The modern so-called two-piece crank design has been adopted by almost every crankset manufacturer over the past two years and has largely replaced the venerable three-piece square tapered bottom bracket axle that was the industry standard for decades. The benefits of such a design are the speed, ease and simplicity with which these components can be fitted to a frame.
Experience shows though, that they are barely lighter than the recent three-piece designs that use a titanium bottom bracket axle and carbon cranks.

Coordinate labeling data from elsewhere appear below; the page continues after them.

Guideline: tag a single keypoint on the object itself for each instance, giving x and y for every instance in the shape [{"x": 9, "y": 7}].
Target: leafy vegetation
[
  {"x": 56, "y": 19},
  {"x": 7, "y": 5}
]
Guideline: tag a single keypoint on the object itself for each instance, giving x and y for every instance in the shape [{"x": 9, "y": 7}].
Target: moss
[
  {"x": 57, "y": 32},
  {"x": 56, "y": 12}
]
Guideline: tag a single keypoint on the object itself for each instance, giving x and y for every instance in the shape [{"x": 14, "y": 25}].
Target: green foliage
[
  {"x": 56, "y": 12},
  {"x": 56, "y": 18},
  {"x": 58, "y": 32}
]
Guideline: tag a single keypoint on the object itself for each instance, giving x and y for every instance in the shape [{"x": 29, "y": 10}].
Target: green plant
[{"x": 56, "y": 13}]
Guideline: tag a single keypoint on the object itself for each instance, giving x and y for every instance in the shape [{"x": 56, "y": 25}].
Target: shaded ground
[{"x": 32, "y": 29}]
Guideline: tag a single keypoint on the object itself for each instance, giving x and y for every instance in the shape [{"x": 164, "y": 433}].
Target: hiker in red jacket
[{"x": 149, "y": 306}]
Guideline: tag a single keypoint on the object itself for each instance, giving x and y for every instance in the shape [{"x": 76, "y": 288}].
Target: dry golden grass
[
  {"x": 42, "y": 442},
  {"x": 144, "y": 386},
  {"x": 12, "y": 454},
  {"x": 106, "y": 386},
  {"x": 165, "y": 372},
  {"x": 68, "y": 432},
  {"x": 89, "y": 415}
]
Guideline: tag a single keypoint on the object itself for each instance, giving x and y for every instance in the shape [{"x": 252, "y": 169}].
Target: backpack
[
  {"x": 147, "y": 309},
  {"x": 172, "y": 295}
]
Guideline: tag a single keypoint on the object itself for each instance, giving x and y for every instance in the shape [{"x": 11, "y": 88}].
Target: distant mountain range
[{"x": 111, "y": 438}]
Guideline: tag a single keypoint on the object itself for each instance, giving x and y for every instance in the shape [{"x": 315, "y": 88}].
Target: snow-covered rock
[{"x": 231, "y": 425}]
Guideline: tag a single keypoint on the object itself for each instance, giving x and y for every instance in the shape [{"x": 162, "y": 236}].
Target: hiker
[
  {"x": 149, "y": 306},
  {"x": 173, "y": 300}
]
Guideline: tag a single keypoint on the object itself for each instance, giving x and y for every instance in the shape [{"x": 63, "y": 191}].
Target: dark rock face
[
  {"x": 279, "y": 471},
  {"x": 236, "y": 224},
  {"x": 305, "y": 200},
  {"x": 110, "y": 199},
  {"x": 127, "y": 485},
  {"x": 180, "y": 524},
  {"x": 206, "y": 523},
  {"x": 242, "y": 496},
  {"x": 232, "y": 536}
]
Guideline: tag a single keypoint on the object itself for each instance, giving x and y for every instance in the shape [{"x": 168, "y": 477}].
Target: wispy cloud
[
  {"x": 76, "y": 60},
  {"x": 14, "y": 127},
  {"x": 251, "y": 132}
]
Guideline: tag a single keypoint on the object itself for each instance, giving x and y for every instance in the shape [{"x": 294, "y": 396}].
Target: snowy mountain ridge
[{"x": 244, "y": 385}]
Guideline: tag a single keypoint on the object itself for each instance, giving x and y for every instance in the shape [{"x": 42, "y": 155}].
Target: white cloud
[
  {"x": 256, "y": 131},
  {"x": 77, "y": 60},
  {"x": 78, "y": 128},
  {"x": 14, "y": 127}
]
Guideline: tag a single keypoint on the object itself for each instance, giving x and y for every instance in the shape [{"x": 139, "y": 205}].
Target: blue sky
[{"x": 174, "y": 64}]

There is a useful range of crank lengths available ranging from 170, 172.5 to 175mm and it is compatible with 9- or 10-speed Campagnolo and Shimano gear setups.
The 34-tooth inner chainring provides a useful range of crawler gears for the sportive rider without the weight penalty associated with a triple chainset – though I have come across many cyclists who maintain that the weight penalty of a’triple’is offset by the greater range of gears on offer, so we can assert that a compact chainset is better suited to the stronger rider.
FSA produces a short-cage front mech for this crankset that’s a little faster to shift from small to large chainrings but in most instances we discovered that a standard Shimano or Campagnolo front mech shifted the chain quietly and smoothly between the chainrings.
The K-Force is 180g lighter than the Shimano Ultegra R700 and 240g less than the Campagnolo Veloce UT chainsets but, with a recommended retail price three times higher, it is expensive. On the other hand, we have seen the 175mm length versions of this crank for half this price, in which case they would certainly be worth considering if you have already bought the lightest set of wheels you can afford.
FSA also produces a short-cage front mech for this crankset for £33.95. But we found standard Shimano or Campag mechs worked fine.